Spinning the World-Wide Web

Tony Johnson

Table of Contents

IF THE IMPORTANCE of developments were to be measured solely in terms of their popular press coverage, then probably the most significant development to have sprung from the world of High Energy Physics in the last few years would not be the discovery of the top quark, or even the demise of the SSC, but rather the development of the World-Wide Web. This tool (often referred to as WWW or simply as "the Web") is able not only to access the entire spectrum of information available on the Internet, but also to present it to the user using a single consistent easy-to-use interface.

This has opened up the network, previously viewed as the home of computer hackers (and crazed scientists), to a whole new audience, leading to speculation that the Internet could be the precursor to the much talked about "Information Super Highway."

The ideas behind the World-Wide Web were formulated at CERN in 1989, leading to a proposal submitted in November 1990 by Tim Berners-Lee and Robert Cailliau for a "universal hypertext system." In the four years since the original proposal the growth of the World-Wide Web has been phenomenal, expanding well beyond the high energy physics community into other academic disciplines, into the world of commerce, and even into peoples homes.

This article describes the basic concepts behind the World-Wide Web, traces its development over the past four years with examples of its use both inside and outside of the high energy physics community and goes on to describe some of the extensions under development as part of the World-Wide Web project.

World-Wide Web Concepts

The World-Wide Web is designed around two key concepts: hypertext documents and network based information retrieval. Hypertext documents are simple documents in which words or phrases act as links to other documents. Typically hypertext documents are presented to the user with text that can act as a link highlighted in some way, and the user is able to access the linked documents by clicking with a mouse on the highlighted areas.
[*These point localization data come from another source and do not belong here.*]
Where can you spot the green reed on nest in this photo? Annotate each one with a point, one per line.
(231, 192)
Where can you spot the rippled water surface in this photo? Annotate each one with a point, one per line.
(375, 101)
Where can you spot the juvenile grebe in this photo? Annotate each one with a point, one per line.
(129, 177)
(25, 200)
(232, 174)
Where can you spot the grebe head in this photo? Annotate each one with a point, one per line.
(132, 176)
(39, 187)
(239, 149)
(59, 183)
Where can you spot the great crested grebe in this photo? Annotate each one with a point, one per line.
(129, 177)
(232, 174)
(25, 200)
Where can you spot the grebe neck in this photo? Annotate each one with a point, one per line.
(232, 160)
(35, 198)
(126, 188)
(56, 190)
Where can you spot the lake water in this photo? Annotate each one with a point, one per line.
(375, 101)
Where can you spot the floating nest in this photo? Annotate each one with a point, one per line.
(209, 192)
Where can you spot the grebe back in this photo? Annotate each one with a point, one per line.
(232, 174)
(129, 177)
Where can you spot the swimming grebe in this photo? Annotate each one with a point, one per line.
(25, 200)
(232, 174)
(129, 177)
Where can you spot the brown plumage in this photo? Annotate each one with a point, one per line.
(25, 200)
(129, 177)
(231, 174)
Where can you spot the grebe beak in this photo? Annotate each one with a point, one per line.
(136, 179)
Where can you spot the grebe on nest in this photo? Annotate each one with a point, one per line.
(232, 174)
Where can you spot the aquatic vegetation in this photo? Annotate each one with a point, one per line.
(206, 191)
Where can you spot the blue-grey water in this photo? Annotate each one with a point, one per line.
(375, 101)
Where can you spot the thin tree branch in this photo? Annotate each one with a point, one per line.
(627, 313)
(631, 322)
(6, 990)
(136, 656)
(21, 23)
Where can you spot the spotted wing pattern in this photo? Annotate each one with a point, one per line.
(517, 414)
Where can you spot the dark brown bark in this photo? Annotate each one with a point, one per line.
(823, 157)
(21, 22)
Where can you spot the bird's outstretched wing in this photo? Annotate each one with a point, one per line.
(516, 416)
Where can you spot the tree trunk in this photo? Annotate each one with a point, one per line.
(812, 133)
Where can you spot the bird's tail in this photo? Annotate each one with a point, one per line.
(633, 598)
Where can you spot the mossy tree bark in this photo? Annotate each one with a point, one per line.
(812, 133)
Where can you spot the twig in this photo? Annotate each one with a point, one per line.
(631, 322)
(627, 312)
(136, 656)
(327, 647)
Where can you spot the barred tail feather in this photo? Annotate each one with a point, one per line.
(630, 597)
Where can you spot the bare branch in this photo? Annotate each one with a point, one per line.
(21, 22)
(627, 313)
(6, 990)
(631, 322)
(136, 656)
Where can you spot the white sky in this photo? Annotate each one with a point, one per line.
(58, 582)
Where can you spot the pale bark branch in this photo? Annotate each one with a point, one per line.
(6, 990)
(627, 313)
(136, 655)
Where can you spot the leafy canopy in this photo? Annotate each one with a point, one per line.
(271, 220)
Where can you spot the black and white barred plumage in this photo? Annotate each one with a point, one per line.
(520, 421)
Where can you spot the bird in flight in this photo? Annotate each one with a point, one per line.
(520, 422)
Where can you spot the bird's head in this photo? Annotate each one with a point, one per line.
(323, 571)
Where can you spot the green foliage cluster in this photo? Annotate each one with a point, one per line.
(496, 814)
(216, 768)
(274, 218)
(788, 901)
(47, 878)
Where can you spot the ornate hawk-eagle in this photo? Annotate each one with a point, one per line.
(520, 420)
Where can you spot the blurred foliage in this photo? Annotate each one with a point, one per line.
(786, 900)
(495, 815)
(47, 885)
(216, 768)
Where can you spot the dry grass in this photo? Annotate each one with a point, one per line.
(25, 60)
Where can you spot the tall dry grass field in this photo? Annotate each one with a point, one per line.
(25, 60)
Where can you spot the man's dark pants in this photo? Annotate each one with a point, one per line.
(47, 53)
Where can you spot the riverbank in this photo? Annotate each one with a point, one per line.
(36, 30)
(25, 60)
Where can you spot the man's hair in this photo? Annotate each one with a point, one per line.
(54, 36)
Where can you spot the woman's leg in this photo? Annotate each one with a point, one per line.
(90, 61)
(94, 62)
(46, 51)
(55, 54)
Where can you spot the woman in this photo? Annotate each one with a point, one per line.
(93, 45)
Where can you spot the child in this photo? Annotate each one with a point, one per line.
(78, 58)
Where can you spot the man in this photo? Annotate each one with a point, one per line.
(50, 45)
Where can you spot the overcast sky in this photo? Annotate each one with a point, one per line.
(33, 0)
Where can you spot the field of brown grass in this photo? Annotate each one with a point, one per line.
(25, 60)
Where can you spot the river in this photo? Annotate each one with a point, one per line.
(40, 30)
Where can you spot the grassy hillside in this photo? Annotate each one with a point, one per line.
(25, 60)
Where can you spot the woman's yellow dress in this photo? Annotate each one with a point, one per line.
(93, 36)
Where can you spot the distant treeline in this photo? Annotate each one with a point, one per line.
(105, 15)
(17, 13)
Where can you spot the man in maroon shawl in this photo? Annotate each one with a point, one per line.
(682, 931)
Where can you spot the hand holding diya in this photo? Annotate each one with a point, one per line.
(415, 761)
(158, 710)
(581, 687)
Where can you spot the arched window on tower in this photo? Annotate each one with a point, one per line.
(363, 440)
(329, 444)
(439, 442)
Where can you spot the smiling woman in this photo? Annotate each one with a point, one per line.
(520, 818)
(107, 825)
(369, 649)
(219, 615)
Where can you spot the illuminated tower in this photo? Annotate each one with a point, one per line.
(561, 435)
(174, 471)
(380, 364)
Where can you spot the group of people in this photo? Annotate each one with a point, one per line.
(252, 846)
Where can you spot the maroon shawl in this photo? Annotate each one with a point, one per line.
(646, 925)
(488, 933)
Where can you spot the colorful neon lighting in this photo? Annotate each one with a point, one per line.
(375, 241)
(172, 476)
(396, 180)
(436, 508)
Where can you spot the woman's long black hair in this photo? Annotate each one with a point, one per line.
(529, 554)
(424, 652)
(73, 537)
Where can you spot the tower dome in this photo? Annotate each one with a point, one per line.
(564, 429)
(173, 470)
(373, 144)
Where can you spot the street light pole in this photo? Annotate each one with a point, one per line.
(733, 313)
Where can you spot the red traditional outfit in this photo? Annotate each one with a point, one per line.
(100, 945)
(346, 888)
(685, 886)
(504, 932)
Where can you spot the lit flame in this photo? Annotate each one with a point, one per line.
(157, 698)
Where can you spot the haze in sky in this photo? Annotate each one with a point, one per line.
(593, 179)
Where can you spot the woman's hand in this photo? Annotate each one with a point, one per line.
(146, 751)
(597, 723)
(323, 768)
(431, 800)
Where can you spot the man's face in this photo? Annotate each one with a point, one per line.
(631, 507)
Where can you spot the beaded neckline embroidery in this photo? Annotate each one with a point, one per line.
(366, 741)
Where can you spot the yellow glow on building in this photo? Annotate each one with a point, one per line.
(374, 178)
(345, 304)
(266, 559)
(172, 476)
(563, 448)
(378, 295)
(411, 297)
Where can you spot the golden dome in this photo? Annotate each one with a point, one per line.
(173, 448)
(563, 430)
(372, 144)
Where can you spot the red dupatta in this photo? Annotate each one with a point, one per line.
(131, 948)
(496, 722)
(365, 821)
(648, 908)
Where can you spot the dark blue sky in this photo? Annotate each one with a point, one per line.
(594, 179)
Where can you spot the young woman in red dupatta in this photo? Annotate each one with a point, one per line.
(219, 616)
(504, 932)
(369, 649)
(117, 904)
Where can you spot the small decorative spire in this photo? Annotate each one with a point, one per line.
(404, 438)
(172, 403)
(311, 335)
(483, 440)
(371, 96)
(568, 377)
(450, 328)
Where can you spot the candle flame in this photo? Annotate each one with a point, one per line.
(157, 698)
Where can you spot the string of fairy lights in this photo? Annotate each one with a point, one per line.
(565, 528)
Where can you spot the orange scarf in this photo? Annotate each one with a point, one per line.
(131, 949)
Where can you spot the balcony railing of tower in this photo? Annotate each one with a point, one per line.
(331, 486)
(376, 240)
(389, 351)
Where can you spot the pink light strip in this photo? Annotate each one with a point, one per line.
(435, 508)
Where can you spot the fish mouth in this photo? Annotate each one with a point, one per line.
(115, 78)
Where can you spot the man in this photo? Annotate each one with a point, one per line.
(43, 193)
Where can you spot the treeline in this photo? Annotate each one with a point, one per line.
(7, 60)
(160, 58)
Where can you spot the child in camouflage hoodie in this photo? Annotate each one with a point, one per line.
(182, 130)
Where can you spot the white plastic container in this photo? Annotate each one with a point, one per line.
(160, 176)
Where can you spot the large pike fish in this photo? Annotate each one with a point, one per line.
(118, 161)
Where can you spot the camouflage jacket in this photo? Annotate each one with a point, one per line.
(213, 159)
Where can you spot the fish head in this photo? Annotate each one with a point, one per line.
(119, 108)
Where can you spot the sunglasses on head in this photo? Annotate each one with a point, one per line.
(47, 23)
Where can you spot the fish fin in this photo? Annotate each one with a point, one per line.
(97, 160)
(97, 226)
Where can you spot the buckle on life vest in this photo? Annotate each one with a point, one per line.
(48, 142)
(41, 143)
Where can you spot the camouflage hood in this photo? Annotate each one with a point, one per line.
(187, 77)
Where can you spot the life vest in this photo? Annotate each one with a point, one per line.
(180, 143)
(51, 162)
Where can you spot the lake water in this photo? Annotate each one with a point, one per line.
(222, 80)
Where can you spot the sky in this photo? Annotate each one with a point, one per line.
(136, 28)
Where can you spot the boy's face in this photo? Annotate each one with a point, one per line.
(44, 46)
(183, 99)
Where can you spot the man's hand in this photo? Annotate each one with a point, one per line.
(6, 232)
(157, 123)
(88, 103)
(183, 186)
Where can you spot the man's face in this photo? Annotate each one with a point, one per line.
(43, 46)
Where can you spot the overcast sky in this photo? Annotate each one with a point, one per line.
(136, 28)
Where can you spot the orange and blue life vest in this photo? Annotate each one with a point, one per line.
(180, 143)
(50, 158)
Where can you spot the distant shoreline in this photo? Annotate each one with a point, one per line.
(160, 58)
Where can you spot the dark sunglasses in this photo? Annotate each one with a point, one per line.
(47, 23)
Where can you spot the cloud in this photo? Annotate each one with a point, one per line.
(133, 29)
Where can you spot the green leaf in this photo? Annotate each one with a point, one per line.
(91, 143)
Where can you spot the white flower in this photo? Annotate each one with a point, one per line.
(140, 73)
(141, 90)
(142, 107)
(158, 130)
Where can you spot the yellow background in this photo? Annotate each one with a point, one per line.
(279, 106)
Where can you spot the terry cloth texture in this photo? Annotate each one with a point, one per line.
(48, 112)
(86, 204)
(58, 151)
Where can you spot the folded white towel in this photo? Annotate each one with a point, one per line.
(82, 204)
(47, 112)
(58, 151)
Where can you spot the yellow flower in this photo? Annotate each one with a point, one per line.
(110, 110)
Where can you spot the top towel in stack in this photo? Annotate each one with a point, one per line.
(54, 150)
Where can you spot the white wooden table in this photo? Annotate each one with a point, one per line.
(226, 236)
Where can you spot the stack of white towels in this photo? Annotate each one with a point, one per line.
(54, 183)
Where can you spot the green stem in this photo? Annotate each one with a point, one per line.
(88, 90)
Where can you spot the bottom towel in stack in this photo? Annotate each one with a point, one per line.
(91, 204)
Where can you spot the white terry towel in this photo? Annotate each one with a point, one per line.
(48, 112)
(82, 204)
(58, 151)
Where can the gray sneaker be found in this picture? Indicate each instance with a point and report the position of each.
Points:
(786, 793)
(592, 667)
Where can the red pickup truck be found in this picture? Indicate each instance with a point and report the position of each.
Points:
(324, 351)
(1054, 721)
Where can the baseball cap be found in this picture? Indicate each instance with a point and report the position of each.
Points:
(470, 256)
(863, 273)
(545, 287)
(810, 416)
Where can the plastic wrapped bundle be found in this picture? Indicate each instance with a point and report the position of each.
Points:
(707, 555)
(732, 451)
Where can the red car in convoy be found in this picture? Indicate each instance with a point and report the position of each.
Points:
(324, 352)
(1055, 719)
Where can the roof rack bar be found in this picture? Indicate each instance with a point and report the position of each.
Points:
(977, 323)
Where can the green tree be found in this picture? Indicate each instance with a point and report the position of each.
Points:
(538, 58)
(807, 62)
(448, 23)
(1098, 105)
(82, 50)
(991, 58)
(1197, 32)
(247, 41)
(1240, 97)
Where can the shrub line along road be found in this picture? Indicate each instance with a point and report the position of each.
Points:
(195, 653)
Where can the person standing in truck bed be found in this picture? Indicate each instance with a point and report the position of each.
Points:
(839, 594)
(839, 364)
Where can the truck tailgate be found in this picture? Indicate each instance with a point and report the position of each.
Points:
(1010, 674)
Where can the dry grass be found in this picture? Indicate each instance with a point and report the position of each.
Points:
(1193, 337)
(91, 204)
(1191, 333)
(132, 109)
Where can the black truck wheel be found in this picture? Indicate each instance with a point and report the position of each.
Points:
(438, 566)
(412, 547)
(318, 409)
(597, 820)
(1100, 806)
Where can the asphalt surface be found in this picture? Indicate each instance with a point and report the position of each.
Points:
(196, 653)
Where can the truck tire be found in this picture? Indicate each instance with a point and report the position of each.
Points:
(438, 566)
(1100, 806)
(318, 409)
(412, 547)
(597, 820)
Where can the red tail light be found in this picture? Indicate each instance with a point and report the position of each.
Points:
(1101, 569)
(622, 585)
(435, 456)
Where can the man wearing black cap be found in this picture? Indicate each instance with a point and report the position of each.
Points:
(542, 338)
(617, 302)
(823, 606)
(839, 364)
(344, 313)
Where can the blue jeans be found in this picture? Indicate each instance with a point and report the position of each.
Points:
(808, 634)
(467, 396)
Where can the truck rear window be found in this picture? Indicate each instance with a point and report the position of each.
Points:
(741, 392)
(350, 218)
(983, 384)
The World-Wide Web extends the well established concept of hypertext by making it possible for the destination document to be located on a completely different computer from the source document, either one located anywhere on the network. This was made possible by exploiting the existing capabilities of the Internet, a world-wide network of interconnected computers developed over the preceding 20 years, to establish a rapid connection to any named computer on the network.

To achieve this, the World-Wide Web uses a client-server architecture. A user who wants to access information runs a World-Wide Web client (sometimes referred to as a browser) on their local computer. The client fetches documents from remote network nodes by connecting to a server on that node and requesting the document to be retrieved. A document typically can be requested and fetched in less than a second, even when it resides on the other side of the world from the requester. (Or at least it could be in the early days of the Web; one of the drawbacks of the enormous success of the Web is that sometimes transactions are not as fast now as they were in the earlier, less heavily trafficked days. One of the challenges of the Web's future is to overcome these scaling problems.)

See Figure

The client-server model offers advantages to both the information provider and the consumer. The information provider is able to keep control of the documents he maintains by keeping them on his own computer. Furthermore the documents can be maintained by the information provider in any form, so long as they can be transformed by the server software into the format the client software expects to receive. This model can naturally be extended to allow documents to be dynamically created in response to request from users, for example, by querying a database and translating the result of the query into a hypertext document.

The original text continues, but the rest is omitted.